Clients of Amazon Web Services experienced a second major outage due to electrical storms in the last few days. The power was restored to the data centre environment about nine minutes later but Netflix, Instagram, Pinterest, Heroku and other companies that depend on its infrastructure were affected.
I agree with Mike Lee from ZD Net that the outage issue was less to do with Amazon, and more to do with individual companies not using cloud services to their full potential, to create geographically redundant links.
Lee quoted Intelligent Business Research Services advisor Jorn Bettin: “They could operate at a higher level of redundancy, so that these sorts of outages would only have a minimal impact on them. It’s a matter of cost.”
This therefore raises the topic of managing levels of redundancy. It is possible to solution workloads to have 100% availability in the cloud, but this will be at a cost.

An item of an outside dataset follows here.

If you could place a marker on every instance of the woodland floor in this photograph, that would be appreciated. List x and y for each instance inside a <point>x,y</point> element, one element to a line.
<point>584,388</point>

The reality is that many organisations, particularly small businesses, will look at their bottom line, and decide that the cost to mitigate the risk isn’t worth maintaining 100%. They are therefore making a choice to balance risk with the price of 100% uptime. Even though the cloud service provider may not provide 100% uptime, in reality, given that the provider’s data centre technology is more advanced with high levels of redundancy than most clients’ own data centres, the provider has higher availability.
Over time the reliability and availability of cloud services will improve as data centre technology evolves. The risk of cloud service downtime will exist for some time, so businesses should make a conscious choice on the level of availability of their workloads and select a cloud service provider that will manage to this.
Cloud providers need to be upfront with clients on what availability they provide. In New Zealand, this disclosure is assisted by the Cloud Code of Practice. This may mean selecting multiple cloud service providers or selecting a provider with geographically diverse infrastructure, with failover capability.
I’d be keen to hear your thoughts on my suggestions and about the challenges and opportunities of cloud computing in general.